Suite à l’Agenda 2010, les salaires et donc les cotisations au fonds de pension ont baissé et le gouvernement a continué à lui imposer de nouvelles charges, mais la subvention de l’État au fonds de pension a tout de même augmenté. Les représentants de la classe dirigeante exigent déjà que l’orgie de réductions des pensions, des soins de santé et des prestations sociales soit intensifiée.

Mathias Middelberg, expert budgétaire de l’Union chrétienne-démocrate (CDU), a déclaré à l’agence de presse Reuters: «Les économies prévues dans le projet de budget 2024 sont minimes. Dans de nombreux cas, il n’y a que des transferts internes au détriment des fonds de pension ou de soins». Il a surtout affirmé que le budget de l’aide sociale pouvait être réduit. Quatre millions de bénéficiaires du revenu citoyen sont capables de travailler, mais ne le font pas, a-t-il dit.

La Cour des comptes fédérale, une agence fédérale qui n’est pas sous le contrôle du gouvernement, a également vivement attaqué le projet de budget. Elle a accusé le gouvernement de dissimuler de nouvelles dettes réelles dans des budgets subsidiaires, tels que le fonds spécial de 100 milliards d’euros pour la Bundeswehr. Rien que pour les années 2020 à 2022, un total d’environ 400 milliards d’euros a été soustrait à la fonction de limitation du frein à l’endettement.

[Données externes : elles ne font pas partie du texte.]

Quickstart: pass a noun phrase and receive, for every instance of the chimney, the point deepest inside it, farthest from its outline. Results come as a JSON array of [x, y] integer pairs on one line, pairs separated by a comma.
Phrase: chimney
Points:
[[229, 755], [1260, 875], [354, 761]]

Selon l’agence, le gouvernement fédéral devra désormais faire face à des coûts énormes. À partir de 2028, au moins 11 milliards et à partir de 2031, au moins 17 milliards seront nécessaires chaque année pour rembourser cette dette. En outre, le remboursement des prêts pour le fonds de reconstruction de l’Union européenne serait exigible à partir de 2028.

«La Cour des comptes fédérale n’a pas encore identifié de stratégie ou de mesures concrètes pour assurer la viabilité du budget fédéral à moyen et à long terme», indique le rapport à la commission budgétaire du Bundestag.

Les 400 milliards d’euros dont parle la Cour des comptes fédérale ont presque entièrement alimenté les comptes des grandes entreprises et des banques, en plus de financer le réarmement. Elles ont reçu des milliards d’euros de l’État pour que les bénéfices continuent à affluer pendant la pandémie, la guerre en Ukraine et l’inflation déclenchée par la guerre.

Alors que les syndicats ont conclu des accords salariaux bien inférieurs au taux d’inflation et que les salaires réels baissent, les cours des actions battent des records. Les 40 entreprises cotées à l’indice allemand Dax ont enregistré de nouveaux records en termes de chiffre d’affaires et de bénéfices pour l’année 2022. Leurs revenus avant intérêts et impôts s’élèvent à 171 milliards d’euros.

Mais ces fonds sont tabous pour le gouvernement. Il en va de même pour les grandes fortunes amassées par certains milliardaires: selon Forbes, les dix Allemands les plus riches valaient ensemble plus de 200 milliards de dollars en 2023. Outre le respect du frein à l’endettement, le mantra de la politique budgétaire du gouvernement fédéral est «pas d’augmentation d’impôts». Les bénéfices ne sont que modérément taxés et la richesse ne l’est pas du tout.

Tous les partis siégeant actuellement au Bundestag et dans les parlements des Länder soutiennent cette politique, y compris le Parti de gauche, qui émet des critiques ici et là, mais poursuit la même politique dès qu’il siège au gouvernement, comme c’est le cas dans un certain nombre de Länder.

Le budget de guerre de Lindner est le prélude à de violents affrontements de classe. La classe ouvrière ne peut les gagner que si elle s’organise de manière indépendante, si elle entre en lutte contre le capitalisme et si elle s’unit au niveau international pour réorganiser la société sur la base des principes socialistes. Le Sozialistische Gleichheitspartei (Parti de l’égalité socialiste) et le Comité international de la Quatrième Internationale défendent ce programme.